Lisa au service de...

MICK JAGGER: «Un véritable tapis volant auquel tu t'accroches comme si ta vie en dépendait. Mick est électrisant, explosif, tellement en vie! Sur scène, tu ne sais jamais ce qu'il va faire. C'est une créature de la musique.»

STING: «Un artiste plus introspectif. Il a une façon bien à lui de se mettre en bouche les paroles de ses chansons. C'est le plus fantastique conteur mélodique de notre époque.»

TRENT REZNOR: «Il m'a appelée à cause du film [20 Feet From Stardom], je pense. J'avais entendu parler de Nine Inch Nails, mais je ne connaissais pas vraiment leur musique.
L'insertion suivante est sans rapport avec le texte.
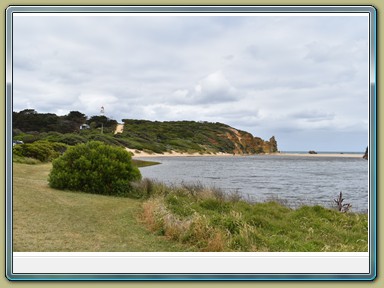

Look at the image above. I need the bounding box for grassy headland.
[13,163,368,252]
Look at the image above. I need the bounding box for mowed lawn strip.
[13,163,192,252]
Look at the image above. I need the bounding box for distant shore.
[126,148,364,158]
[270,153,364,158]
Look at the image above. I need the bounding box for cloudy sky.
[13,14,369,151]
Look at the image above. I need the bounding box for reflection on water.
[140,155,368,212]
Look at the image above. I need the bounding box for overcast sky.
[13,14,369,151]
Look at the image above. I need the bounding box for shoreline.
[125,148,364,158]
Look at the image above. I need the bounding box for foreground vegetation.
[13,163,192,252]
[13,163,368,252]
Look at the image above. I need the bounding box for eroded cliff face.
[223,127,278,155]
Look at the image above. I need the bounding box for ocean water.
[140,155,369,213]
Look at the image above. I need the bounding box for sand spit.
[273,153,364,159]
[126,148,363,158]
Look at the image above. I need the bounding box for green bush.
[49,141,141,197]
[13,141,67,162]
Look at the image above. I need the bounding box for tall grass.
[142,180,368,252]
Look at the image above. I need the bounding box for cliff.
[119,119,278,155]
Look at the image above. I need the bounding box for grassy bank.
[13,163,368,252]
[143,184,368,252]
[13,163,190,252]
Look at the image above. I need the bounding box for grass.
[143,184,368,252]
[13,163,368,252]
[13,163,191,252]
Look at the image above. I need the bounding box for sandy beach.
[125,148,364,158]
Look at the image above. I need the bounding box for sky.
[12,14,369,152]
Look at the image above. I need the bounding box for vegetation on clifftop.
[12,109,278,155]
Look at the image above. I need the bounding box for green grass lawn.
[13,163,368,252]
[13,163,194,252]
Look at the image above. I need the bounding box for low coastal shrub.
[142,180,368,252]
[13,141,67,162]
[48,141,141,198]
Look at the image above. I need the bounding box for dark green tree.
[49,141,141,197]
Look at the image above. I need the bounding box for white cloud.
[13,16,369,151]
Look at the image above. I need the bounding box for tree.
[49,141,141,197]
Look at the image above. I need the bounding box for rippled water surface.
[140,156,368,212]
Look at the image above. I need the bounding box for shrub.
[13,141,67,162]
[49,141,141,197]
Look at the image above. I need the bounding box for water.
[140,155,368,212]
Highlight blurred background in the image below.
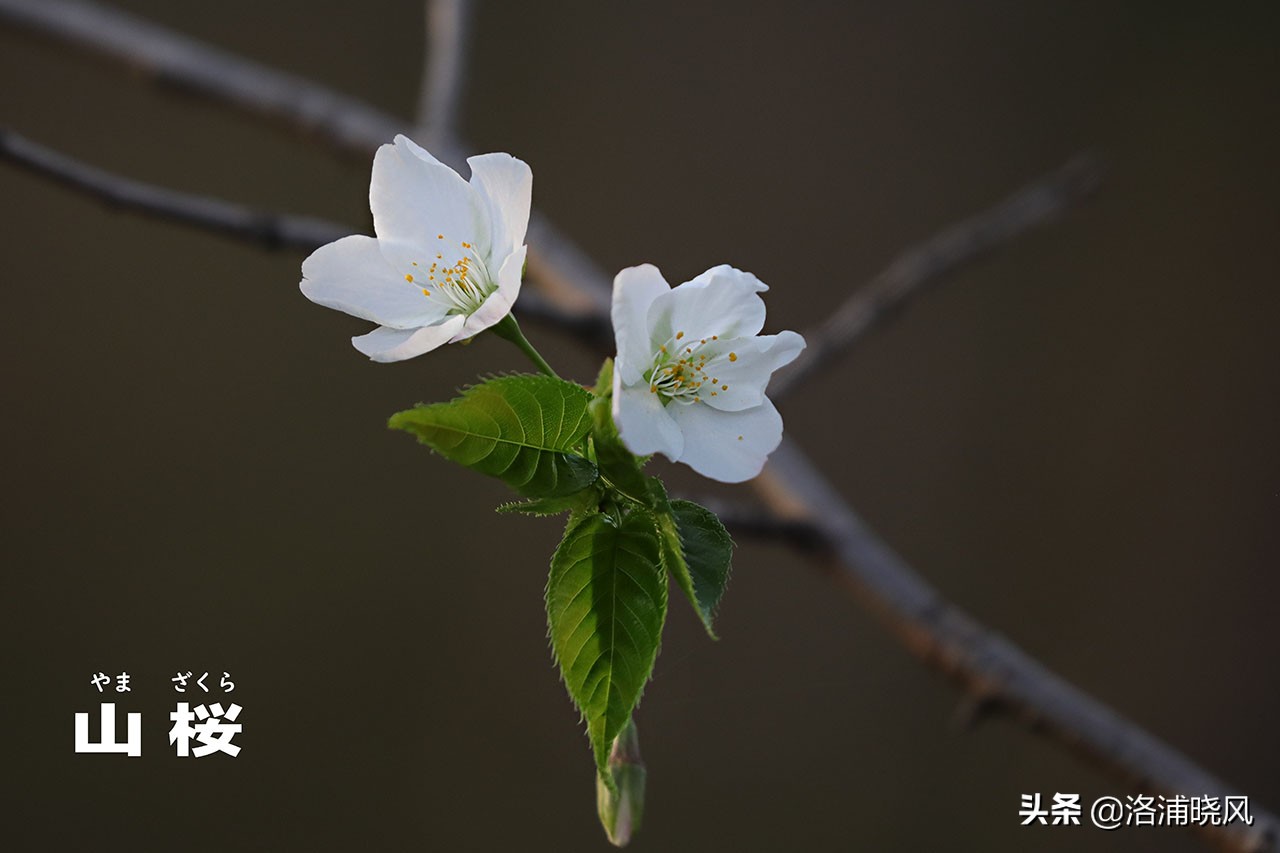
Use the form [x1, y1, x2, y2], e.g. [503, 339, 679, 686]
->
[0, 0, 1280, 852]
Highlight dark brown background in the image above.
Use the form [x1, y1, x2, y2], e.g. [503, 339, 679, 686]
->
[0, 0, 1280, 850]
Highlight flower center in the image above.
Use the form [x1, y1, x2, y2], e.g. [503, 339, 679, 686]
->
[404, 234, 498, 314]
[644, 332, 737, 405]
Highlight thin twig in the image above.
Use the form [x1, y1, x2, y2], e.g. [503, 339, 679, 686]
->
[0, 0, 408, 156]
[417, 0, 471, 149]
[0, 128, 351, 251]
[769, 154, 1102, 398]
[0, 0, 1277, 852]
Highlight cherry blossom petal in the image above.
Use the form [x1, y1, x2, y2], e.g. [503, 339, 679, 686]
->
[609, 264, 671, 384]
[700, 332, 804, 411]
[369, 136, 489, 266]
[649, 265, 767, 341]
[301, 234, 444, 329]
[667, 398, 782, 483]
[351, 314, 463, 361]
[467, 154, 534, 260]
[613, 373, 685, 460]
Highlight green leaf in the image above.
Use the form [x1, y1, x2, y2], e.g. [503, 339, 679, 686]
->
[498, 489, 600, 516]
[547, 511, 667, 786]
[390, 374, 596, 497]
[649, 478, 733, 639]
[591, 359, 652, 506]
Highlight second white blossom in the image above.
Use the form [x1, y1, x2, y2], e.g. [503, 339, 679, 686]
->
[612, 264, 804, 483]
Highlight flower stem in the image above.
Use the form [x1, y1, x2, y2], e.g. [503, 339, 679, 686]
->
[493, 314, 559, 379]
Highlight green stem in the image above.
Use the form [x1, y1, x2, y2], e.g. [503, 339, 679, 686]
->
[493, 314, 559, 379]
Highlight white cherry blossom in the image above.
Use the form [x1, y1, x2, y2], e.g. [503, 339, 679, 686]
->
[612, 264, 804, 483]
[301, 136, 532, 361]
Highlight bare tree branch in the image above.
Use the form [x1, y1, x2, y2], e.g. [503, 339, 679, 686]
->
[769, 154, 1102, 398]
[417, 0, 472, 149]
[0, 0, 407, 156]
[0, 127, 613, 338]
[0, 128, 351, 251]
[0, 0, 1280, 852]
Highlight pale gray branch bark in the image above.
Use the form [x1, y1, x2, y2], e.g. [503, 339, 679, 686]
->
[769, 154, 1102, 400]
[0, 128, 351, 251]
[417, 0, 472, 149]
[0, 0, 1277, 852]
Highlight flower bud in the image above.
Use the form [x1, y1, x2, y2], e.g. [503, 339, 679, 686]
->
[595, 720, 645, 847]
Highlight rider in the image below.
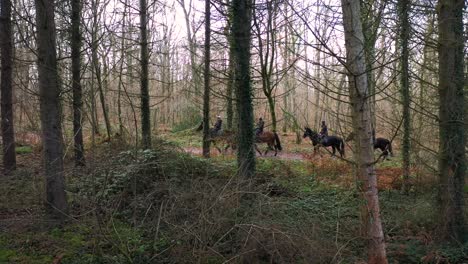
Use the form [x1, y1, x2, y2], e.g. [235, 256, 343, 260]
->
[213, 115, 223, 134]
[255, 117, 265, 137]
[319, 121, 328, 139]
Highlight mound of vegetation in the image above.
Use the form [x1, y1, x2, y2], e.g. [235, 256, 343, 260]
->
[0, 141, 468, 263]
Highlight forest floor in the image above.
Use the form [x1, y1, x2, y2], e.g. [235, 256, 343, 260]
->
[0, 133, 468, 264]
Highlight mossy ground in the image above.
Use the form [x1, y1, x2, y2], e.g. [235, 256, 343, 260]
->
[0, 132, 468, 263]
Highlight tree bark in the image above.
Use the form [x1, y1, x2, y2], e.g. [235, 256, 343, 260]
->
[437, 0, 467, 243]
[0, 0, 16, 174]
[203, 0, 211, 158]
[341, 0, 387, 264]
[232, 0, 255, 178]
[140, 0, 151, 149]
[71, 0, 85, 166]
[398, 0, 411, 194]
[35, 0, 68, 219]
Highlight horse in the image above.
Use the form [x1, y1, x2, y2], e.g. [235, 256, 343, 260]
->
[346, 132, 393, 160]
[254, 131, 283, 156]
[195, 121, 235, 154]
[302, 127, 345, 158]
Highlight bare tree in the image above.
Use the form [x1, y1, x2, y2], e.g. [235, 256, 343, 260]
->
[341, 0, 387, 264]
[437, 0, 468, 243]
[232, 0, 255, 178]
[71, 0, 85, 166]
[398, 0, 411, 193]
[35, 0, 68, 219]
[0, 0, 16, 174]
[203, 0, 211, 158]
[140, 0, 151, 148]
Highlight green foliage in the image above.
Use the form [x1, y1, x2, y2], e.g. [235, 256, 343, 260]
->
[15, 146, 33, 154]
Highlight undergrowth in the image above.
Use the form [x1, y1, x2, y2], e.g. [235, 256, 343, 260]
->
[0, 139, 468, 263]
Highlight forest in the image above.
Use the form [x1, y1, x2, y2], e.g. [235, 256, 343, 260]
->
[0, 0, 468, 264]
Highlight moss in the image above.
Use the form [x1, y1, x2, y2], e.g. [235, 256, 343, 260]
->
[15, 146, 33, 154]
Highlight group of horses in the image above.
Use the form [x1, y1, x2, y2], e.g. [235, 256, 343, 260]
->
[197, 123, 393, 160]
[303, 127, 393, 160]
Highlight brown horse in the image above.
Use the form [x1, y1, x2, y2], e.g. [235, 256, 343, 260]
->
[255, 131, 283, 156]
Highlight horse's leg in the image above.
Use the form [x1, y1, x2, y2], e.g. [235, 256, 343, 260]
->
[254, 144, 262, 156]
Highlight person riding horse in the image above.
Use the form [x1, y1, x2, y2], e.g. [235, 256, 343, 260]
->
[319, 121, 328, 141]
[255, 117, 265, 137]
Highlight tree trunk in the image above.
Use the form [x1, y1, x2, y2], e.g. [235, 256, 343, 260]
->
[0, 0, 16, 174]
[232, 0, 255, 178]
[437, 0, 467, 243]
[71, 0, 85, 166]
[140, 0, 151, 149]
[203, 0, 211, 158]
[35, 0, 68, 219]
[341, 0, 387, 264]
[398, 0, 411, 194]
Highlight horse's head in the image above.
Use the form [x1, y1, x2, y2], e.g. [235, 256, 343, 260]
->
[302, 127, 319, 146]
[302, 127, 312, 138]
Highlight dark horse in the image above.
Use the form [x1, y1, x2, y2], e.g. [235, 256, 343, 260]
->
[303, 127, 345, 158]
[346, 132, 393, 160]
[196, 122, 283, 156]
[196, 121, 235, 154]
[255, 131, 283, 156]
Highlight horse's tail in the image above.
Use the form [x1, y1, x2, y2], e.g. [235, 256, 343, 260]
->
[273, 132, 283, 150]
[340, 139, 345, 157]
[195, 121, 203, 131]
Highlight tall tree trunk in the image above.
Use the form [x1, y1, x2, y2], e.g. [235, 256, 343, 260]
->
[203, 0, 211, 158]
[398, 0, 411, 194]
[0, 0, 16, 174]
[226, 7, 235, 130]
[437, 0, 467, 243]
[140, 0, 151, 149]
[35, 0, 68, 219]
[232, 0, 255, 178]
[178, 0, 201, 96]
[341, 0, 387, 264]
[71, 0, 85, 166]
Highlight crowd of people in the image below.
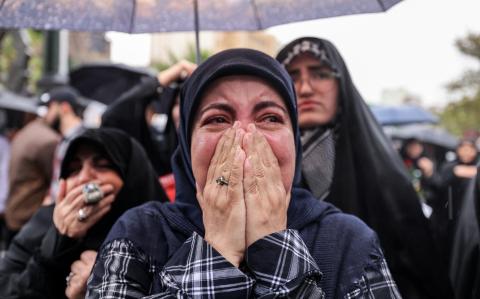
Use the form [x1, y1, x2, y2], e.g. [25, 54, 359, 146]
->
[0, 37, 480, 298]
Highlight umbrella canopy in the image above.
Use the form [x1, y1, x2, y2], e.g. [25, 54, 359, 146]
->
[384, 124, 458, 150]
[69, 63, 155, 105]
[370, 105, 438, 126]
[0, 90, 37, 114]
[0, 0, 401, 33]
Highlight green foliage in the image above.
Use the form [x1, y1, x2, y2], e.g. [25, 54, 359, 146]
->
[439, 33, 480, 136]
[440, 91, 480, 136]
[151, 44, 212, 72]
[0, 30, 43, 92]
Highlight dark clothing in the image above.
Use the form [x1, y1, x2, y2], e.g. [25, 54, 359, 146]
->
[102, 77, 178, 176]
[430, 161, 474, 263]
[450, 169, 480, 299]
[0, 129, 166, 298]
[277, 37, 452, 299]
[87, 49, 398, 298]
[5, 119, 60, 232]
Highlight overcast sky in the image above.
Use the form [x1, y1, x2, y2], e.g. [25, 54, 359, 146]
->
[267, 0, 480, 106]
[112, 0, 480, 107]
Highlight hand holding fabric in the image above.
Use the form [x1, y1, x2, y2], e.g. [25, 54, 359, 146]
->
[53, 180, 115, 239]
[243, 124, 290, 247]
[65, 250, 97, 299]
[197, 123, 246, 267]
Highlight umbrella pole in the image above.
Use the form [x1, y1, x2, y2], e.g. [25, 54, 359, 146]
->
[193, 0, 202, 65]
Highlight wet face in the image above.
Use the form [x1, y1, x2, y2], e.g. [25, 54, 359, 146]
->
[287, 53, 338, 129]
[44, 101, 60, 131]
[457, 142, 477, 163]
[406, 141, 423, 159]
[172, 94, 180, 130]
[66, 144, 123, 195]
[190, 76, 295, 190]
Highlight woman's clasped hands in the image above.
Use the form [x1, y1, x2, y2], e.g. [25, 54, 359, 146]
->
[197, 121, 291, 267]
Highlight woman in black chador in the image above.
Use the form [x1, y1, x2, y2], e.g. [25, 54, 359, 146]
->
[277, 37, 451, 298]
[431, 139, 478, 261]
[0, 129, 167, 299]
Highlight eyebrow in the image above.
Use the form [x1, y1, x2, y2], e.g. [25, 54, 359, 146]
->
[253, 101, 288, 114]
[200, 103, 236, 116]
[287, 63, 330, 75]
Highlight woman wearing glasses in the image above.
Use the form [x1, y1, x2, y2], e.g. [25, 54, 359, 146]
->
[276, 37, 452, 298]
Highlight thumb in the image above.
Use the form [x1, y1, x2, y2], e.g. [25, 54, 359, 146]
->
[57, 179, 67, 203]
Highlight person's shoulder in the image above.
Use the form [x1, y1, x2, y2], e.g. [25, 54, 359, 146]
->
[322, 212, 375, 240]
[109, 201, 162, 238]
[12, 119, 61, 148]
[301, 209, 382, 265]
[101, 201, 180, 262]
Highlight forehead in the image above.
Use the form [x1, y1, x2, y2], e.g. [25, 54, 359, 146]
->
[197, 75, 286, 109]
[72, 142, 106, 160]
[287, 52, 323, 70]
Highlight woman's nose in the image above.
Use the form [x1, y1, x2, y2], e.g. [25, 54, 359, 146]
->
[78, 163, 95, 184]
[297, 76, 313, 95]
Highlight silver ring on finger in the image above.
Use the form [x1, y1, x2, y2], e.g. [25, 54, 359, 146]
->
[65, 272, 75, 287]
[77, 208, 88, 222]
[215, 175, 228, 186]
[82, 183, 103, 205]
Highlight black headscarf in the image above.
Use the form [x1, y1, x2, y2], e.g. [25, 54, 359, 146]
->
[60, 128, 168, 249]
[108, 49, 331, 245]
[450, 164, 480, 299]
[103, 49, 388, 296]
[277, 37, 451, 298]
[173, 49, 325, 232]
[102, 77, 178, 176]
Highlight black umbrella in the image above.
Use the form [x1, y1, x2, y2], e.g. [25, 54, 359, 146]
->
[69, 63, 155, 105]
[384, 124, 458, 150]
[0, 90, 37, 114]
[0, 0, 401, 63]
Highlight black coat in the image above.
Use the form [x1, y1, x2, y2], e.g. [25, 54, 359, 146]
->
[0, 129, 166, 298]
[277, 37, 452, 299]
[450, 170, 480, 299]
[102, 77, 178, 176]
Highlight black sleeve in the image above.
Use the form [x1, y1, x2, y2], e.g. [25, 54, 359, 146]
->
[0, 206, 53, 298]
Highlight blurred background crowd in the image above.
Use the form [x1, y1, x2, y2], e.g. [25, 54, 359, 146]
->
[0, 1, 480, 299]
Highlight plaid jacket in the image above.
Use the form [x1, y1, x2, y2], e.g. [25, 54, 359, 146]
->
[87, 229, 401, 298]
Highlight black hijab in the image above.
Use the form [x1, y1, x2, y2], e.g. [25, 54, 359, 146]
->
[102, 77, 178, 176]
[172, 49, 327, 235]
[450, 164, 480, 299]
[277, 37, 451, 298]
[106, 49, 337, 248]
[60, 128, 168, 249]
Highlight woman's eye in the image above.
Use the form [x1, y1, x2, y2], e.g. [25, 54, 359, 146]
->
[312, 70, 335, 79]
[95, 159, 113, 169]
[262, 115, 282, 123]
[206, 116, 228, 124]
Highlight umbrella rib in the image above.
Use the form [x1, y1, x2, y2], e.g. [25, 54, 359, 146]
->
[251, 0, 263, 29]
[128, 0, 137, 33]
[377, 0, 387, 11]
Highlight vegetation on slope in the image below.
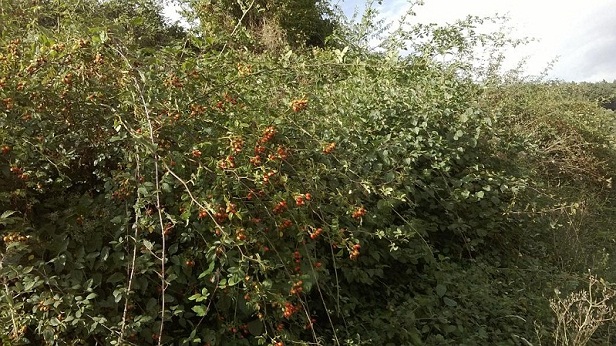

Trent était très doux et poli au bout du fil, mais, quand j'ai écouté leur musique, j'ai pouffé de rire: était-ce bien le même gars à qui je venais de parler? C'était lui.»

TINA TURNER: «Comme Mick, elle est explosive. Elle a un grain dans la voix et personne ne chante comme elle. Dès qu'elle ouvre la bouche, on sait que c'est elle: on entend ses empreintes digitales dans sa voix, ainsi que son coeur et sa force. Elle m'inspire.»

LUTHER VANDROSS: «Mon mentor, mon professeur et celui qui me consolait. J'écoutais sa voix et elle me guérissait. Il m'a tellement appris. C'était un homme patient, indulgent et drôle. Il me manque tellement.»